The body is a magnificent mechanism; an organic machine capable of extraordinary feats from hiking a 29,000 foot peak or running hundreds of miles at time, to giving birth and living over 100 years of life. What a miracle it is to be alive and in a body! Though we as humans can see the possibilities in life are endless, there are times in life that make us think otherwise.
Pain and suffering or disease may at times bring about doubt in one’s own potential. Although we are capable of such extraordinary living, in times of hurt, many are quick to give up their strengths to an expert opinion, i.e. doctors and scientists. Today, nearly half the population of Americans are on prescription medication including 25% of our children. This is not to blame our doctors, because health and medicine is an incredible field!
The problem lies in the fact that we’re not facing ourselves, but rather masking the hurt and cushioning the discomfort instead of letting it heal. We’re quite happy to find a personal injury lawyer to make people responsible for injury and illness take said responsibility. But the buck slips when the guilty person responsible is ourselves.
The magic of life has its ups and downs and we as humans are strong enough and capable enough of pushing beyond the limits of our struggle. We as adults and individuals do have the choice of either numbing out on drugs or television, food, etc., or facing life and meeting it with a full heart. It makes me wonder, however, how we might give children that same choice.
Full of Life or Attention Deficit?
100% of children are hyper.
Okay, that’s not quite the exact statistic nor is it scientifically tested, but I can attest as a classroom tutor, that it is largely accurate. Kids are generally very active. They love to run and dance, move things, throw stuff around, spin in circles, tell stories, etc. 60% of the time the classroom looks like chaos (again, that’s a rough personal estimate).
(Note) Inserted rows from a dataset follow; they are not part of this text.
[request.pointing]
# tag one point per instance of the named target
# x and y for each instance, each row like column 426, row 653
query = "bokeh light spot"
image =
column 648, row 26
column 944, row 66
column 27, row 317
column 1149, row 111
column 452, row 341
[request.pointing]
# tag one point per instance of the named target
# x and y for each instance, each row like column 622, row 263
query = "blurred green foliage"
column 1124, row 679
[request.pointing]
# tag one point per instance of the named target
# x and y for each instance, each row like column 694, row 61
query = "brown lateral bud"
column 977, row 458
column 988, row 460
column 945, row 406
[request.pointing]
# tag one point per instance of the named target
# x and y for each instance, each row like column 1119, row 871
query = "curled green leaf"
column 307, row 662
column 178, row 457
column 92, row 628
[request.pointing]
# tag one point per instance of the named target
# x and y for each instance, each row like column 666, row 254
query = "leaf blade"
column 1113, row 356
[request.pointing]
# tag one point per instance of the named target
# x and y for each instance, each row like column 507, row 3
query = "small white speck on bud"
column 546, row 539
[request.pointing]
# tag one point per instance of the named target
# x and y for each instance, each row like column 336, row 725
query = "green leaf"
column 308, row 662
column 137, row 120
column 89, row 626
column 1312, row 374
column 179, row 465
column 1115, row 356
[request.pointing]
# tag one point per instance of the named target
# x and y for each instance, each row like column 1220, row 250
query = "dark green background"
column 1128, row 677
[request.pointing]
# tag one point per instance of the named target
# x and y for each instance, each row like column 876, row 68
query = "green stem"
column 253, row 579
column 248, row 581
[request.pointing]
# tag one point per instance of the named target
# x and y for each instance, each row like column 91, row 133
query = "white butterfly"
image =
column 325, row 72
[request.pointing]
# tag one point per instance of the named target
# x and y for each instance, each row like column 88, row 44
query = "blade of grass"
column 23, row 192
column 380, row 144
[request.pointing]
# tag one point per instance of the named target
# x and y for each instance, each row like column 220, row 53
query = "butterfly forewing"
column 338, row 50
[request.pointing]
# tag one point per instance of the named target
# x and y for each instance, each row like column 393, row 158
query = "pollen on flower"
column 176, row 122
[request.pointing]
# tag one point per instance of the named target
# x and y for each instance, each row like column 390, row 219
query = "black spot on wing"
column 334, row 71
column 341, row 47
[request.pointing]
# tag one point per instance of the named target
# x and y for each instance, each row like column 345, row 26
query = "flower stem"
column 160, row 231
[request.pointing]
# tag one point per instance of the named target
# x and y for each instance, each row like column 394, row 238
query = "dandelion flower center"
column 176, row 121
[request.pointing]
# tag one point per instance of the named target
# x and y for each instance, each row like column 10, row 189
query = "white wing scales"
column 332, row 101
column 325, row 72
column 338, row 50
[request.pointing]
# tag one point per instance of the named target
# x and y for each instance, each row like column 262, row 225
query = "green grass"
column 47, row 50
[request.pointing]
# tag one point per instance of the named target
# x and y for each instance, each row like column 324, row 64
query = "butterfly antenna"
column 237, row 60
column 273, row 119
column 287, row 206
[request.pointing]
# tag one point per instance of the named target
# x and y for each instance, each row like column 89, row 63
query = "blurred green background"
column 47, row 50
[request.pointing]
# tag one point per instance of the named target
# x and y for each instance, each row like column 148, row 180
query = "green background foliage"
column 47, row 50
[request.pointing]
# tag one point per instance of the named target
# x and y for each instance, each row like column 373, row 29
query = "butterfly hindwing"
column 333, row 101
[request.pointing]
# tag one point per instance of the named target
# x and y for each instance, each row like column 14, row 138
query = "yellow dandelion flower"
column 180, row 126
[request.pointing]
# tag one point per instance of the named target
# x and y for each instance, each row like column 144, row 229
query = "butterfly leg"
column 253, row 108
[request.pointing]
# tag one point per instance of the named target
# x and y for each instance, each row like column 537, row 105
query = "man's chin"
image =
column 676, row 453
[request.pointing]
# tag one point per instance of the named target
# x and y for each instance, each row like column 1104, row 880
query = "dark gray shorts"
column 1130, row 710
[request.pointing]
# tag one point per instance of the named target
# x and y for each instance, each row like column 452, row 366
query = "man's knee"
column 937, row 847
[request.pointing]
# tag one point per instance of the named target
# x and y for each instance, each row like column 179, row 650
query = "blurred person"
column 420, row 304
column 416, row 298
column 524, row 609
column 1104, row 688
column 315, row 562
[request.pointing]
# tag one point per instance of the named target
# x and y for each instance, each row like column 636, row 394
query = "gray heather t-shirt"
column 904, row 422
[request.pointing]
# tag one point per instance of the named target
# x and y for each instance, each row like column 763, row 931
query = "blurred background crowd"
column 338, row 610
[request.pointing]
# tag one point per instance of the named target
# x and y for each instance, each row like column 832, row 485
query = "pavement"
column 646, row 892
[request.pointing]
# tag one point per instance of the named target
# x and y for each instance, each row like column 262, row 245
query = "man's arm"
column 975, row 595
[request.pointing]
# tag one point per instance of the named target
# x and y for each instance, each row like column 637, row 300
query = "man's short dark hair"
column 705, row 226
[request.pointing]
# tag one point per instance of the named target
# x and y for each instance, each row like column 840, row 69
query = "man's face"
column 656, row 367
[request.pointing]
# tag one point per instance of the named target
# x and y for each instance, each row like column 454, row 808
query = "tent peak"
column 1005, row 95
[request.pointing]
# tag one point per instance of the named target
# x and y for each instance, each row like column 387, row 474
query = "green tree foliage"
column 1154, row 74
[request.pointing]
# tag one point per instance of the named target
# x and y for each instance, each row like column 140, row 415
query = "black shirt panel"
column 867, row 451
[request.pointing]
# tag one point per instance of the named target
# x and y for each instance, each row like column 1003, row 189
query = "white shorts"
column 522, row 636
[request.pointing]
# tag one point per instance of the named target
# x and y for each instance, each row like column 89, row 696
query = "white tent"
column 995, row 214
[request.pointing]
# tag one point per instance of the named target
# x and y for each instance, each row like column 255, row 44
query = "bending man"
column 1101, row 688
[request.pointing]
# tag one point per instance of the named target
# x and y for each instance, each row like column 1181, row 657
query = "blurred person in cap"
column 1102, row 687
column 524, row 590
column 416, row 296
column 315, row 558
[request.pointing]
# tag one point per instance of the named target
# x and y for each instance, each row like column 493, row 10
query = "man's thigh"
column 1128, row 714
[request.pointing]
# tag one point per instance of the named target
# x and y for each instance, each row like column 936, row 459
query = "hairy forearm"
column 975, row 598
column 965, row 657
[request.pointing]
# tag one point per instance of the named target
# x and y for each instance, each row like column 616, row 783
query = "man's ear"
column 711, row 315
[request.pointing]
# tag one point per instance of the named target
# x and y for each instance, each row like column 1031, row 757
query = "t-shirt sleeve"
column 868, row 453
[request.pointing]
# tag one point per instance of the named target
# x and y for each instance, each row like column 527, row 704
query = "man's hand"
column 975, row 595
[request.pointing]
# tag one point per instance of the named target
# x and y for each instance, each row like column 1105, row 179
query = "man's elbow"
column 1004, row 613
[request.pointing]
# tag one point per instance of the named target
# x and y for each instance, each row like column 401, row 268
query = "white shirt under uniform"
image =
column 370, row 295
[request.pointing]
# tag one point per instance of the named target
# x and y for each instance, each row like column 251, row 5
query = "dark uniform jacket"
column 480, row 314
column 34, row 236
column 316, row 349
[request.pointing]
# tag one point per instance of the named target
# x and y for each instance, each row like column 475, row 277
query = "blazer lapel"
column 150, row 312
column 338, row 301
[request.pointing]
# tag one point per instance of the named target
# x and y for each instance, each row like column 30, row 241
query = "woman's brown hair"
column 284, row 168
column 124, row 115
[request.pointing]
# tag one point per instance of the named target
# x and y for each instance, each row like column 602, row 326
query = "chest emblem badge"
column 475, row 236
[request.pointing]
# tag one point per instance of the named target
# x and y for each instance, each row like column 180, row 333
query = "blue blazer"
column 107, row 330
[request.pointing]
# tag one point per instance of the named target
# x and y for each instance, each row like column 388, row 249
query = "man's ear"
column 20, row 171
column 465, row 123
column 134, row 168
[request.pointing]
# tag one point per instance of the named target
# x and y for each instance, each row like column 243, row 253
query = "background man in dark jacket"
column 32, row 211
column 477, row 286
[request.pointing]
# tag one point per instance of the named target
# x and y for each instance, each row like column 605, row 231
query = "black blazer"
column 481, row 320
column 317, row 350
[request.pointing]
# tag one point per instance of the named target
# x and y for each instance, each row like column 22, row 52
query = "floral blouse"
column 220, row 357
The point being, why are we giving kids drugs to sit still when we all know we’re slightly jealous of their lively energy. Sure it’s difficult to teach a classroom of 20 kids running in circles, but how hard is it for an 11-year-old to understand he has to memorize the formula for circumference rather than play basketball outside on a beautiful day. Children weren’t made to sit in a plastic chair for 6 hours.
Not to say learning how to focus isn’t valuable. So as adults, parents, and teachers, it’s important to balance both ends of the stick. Meditation is a technique that trains the mind in a one-pointed focus on the breath. The goal of meditation is that presence and focus will carry over into all of life. By infusing daily life with even a few moments of meditation, children (and adults) can experience one-pointed attention throughout the day.
Riding the Waves not Fighting the Storm: A New Paradigm for Teachers
The above mantra has been my greatest lesson in the past few months working at the local middle school. When kids are acting up, running around, goofing off, just breathe for a moment. I know (at least with the kids I work with) they expect you to rebut. What happens instead is they begin to respect you. You’re no longer the authority figure that yells off commands. You become not only a model for meditation, but for the choice that each of us can make. Suddenly the kids become interested and want to hear what you have to say. No one’s forcing them quiet or numbing their active body-minds. They make the choice to listen. They make the choice to be present and learn.